I was elated when one of the participants in the financial ministry that I direct finally landed a job. It had been two years since she was last employed.
I received another e-mail from her a month later. She wanted to quit. It wasn’t the work that was the problem. It was the stress of getting to work. When she lost her job, she couldn’t keep up with her car payments and pay her rent. The car was repossessed.
“The closest bus stop is a mile away and I don’t have steady or reliable transportation to and from work,” she wrote.
When I read the recent report from the Federal Reserve that the median net worth of families — the difference between gross assets and liabilities — dropped 39 percent from 2007 to 2010, I saw this woman’s face and the others I’ve encountered trying to rebuild their financial lives.

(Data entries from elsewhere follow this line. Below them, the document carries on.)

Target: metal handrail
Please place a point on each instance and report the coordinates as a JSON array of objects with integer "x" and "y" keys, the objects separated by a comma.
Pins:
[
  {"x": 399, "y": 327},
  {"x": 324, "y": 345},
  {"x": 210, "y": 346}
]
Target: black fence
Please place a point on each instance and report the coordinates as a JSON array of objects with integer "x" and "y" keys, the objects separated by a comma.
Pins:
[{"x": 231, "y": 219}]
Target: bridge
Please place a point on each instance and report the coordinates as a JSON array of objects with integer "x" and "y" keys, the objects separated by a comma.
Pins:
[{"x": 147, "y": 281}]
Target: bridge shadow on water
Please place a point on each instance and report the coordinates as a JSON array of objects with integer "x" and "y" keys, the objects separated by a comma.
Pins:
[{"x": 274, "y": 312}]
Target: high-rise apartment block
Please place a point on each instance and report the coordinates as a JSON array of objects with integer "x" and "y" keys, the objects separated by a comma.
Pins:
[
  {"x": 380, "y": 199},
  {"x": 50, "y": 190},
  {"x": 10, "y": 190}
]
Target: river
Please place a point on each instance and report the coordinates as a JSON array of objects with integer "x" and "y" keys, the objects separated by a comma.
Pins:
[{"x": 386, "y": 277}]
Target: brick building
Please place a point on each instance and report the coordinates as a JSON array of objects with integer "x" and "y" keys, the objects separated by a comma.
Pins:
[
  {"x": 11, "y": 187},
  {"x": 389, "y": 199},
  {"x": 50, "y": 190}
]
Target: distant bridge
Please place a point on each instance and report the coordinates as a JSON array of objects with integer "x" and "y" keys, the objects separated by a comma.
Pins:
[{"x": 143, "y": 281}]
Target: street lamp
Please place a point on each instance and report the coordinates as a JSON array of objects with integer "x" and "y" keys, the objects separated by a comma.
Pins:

My friend went from earning $52,000 as a senior executive assistant for a trade association to her current salary of $38,000 working for a nonprofit.
She and others like her are the faces behind the facts. I talk to people who once had positive net worth but now only see the red of their liabilities. I console people who have gone through their savings or depleted their retirement savings to pay for basic necessities after being laid off.
There has been an awful lot of wealth lost and not all of it because people were recklessly irresponsible.
Many families did spend too much, accumulating too much debt, mostly in real estate. The Fed said because the net equity in homes has been smaller than the asset value of the house itself, the collapse in housing prices amplified the proportional effect on net worth declines.
But the Fed also attributes the losses to unrealized capital gains from real estate, businesses, stocks, and mutual funds.
People have been trying to correct bad habits. The percentage of families using credit cards for borrowing dropped.
But it’s also hard to plan when you aren’t sure what you’re going to earn. In 2010, 35.1 percent of families reported that they didn’t have a good idea of what their income would be for the next year, and 29 percent reported that they don’t usually have a good idea of their next year’s income.
So what can we learn from this report?
One, don’t replace old financial bad habits with new ones. When the economy is rebooted and thriving again, it might be easy to fall back into old habits. But don’t forget the hardships.
“I’m learning to control my spending, have a plan, have a budget, and save save save,” my friend said. “I wasn’t prepared at all for what happened.”
Now you know.Michelle Singletary writes for the Washington Post.